Available Now: What They Bring: The Poetry of Migration and Immigration edited by Irene Willis and Jim Haba

$19.95

This is an anthology of poems by outstanding poets of diverse backgrounds (age, gender, race, ethnicity, religion, disability, sexuality, etc.) from the U. S. and elsewhere in the world. While the timeliness of the theme would suggest that its purpose is political, it is only incidentally so.  Actually, it has the same aim as psychoanalysis: catharsis through emotional understanding that can lead to transformative change.

Although many poets have written about their personal experience as immigrants and that of their parents and grandparents, no single book of poems captures the experience of a diversity of cultures.  For this book we have gathered Israeli, Palestinian, African-American, Hungarian, German, Hispanic, Indian, Pakistani, Chinese, Japanese, Native American, Jewish, Christian, Muslim.  The poems reveal a range of experiences, from welcoming to hostile.  Here, from Citizen: An American Lyric by African-American poet Claudia Rankine, is a striking (and shocking) example:

The new therapist specializes in trauma counseling.  You
have only ever spoken on the phone.  Her house has
a side gate that leads to a back entrance she uses for
patients.  You walk down a path bordered on both sides
with deer grass and rosemary to the gate, which turns out
to be locked.

At the front door the bell is a small round disc that you
press firmly.  When the door finally opens, the woman
standing there yells, at the top of her lungs, Get away
from my house!  What are you doing in my yard?

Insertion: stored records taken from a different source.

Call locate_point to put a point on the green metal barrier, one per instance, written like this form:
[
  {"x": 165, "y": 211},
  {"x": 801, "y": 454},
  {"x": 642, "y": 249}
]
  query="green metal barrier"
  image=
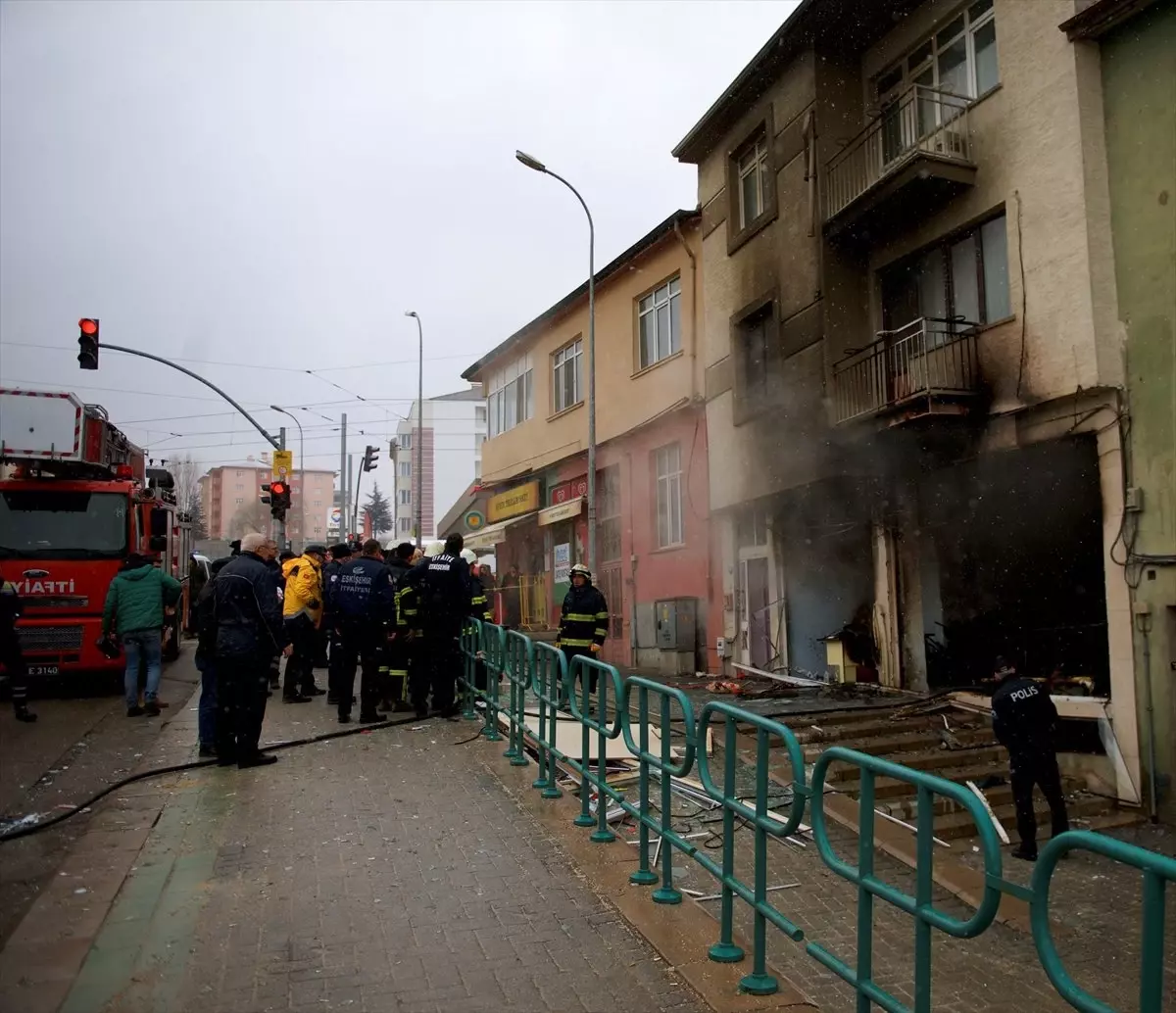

It’s as if a wounded Doberman pinscher or a German
shepherd has gained the power of speech.  And though
you back up a few steps, you manage to tell her you have
an appointment.  You have an appointment? she spits
back.  Then she pauses.  Everything pauses.  Oh, she says,
followed by, oh, yes, that’s right.  I am sorry.

I am so sorry, so, so sorry.

Even moving from one neighborhood to another, or from one socio-economic class to another, can bring on episodes of discrimination, as in the one that follows:

What Are You?

What Are You?
Was the first question
the kids in my new neighborhood –
in every one of my new neighborhoods –
would ask, right after, What’s your name?

The first time, I didn’t know
what they meant.  I was eight
and new at this.

A person, I’d say.  A human being.
A girl.  What do you think I am?

You know what we mean, they’d say.
What nationality?

American, I’d say.  I’m American.

They’d laugh.  You can’t be.
Nobody is.  You have to be
something.

–from Reminder by Irene Willis (Word Poetry, 2014)

About the Editors

Irene Willis is an award-winning poet, who has published five well-reviewed collections plus an anthology Climate of Opinion: Sigmund Freud in Poetry (IPBooks, 2017). Three times nominated  for Pushcart Prizes and once for a National Book Award, her poems also appear in many journals and anthologies.  She has had a distinguished Artist Fellowship from the NJ State Council on the Arts, a residency fellowship from the Millay Colony for the Arts and grants from the Massachusetts Council on the Arts and the Berkshire/Taconic Foundation.
A longtime educator, she holds a B.S. from SUNY Fredonia, M.A.and Ph.D. from New York University and MFA in Poetry from New England College.  She has taught in high schools, colleges and graduate  schools, most recently at Westfield State University and American International College, both in Massachusetts.
She has curated and directed two poetry reading series, featuring famous and lesser-known poets and is a frequent reader of her own work at well-attended and reviewed performances.
Currently, she is Poetry Editor of the online publication, Internationalpsychoanalysis (www.internationalpsychoanalysis.net), where she has a monthly column called Poetry Monday.

Jim Haba is well-known in the poetry world as poet and teacher.  The Founding Director of the Dodge Poetry Festival in New Jersey, the largest poetry event in North America, he also  created and developed the Dodge Foundation’s biennial Poetry in the Schools Program, which brings poets directly into high schools to work with students and teachers.  Readers may know him best as editor of Bill Moyers’ best-selling The Language of Life, and television viewers for three series of PBS programs made with Moyers.
In 2000 Poets House gave him the Elizabeth Kray Award, given annually to a member of the poetry community for distinguished contributions to the art.  He received the Paterson Literary Review Award for Lifetime Service to poetry in 2013.  He has had numerous other awards for his work, and in 2006 published two new chapbooks, Thirty-one Poems and Love Poems.
He is also a fine artist, whose ceramic tile murals and painted-paper collages are in collections throughout the eastern United States.  He has studied at the Studio School in New York City and holds a B.A. from Reed College and Ph.D. from Cornell University.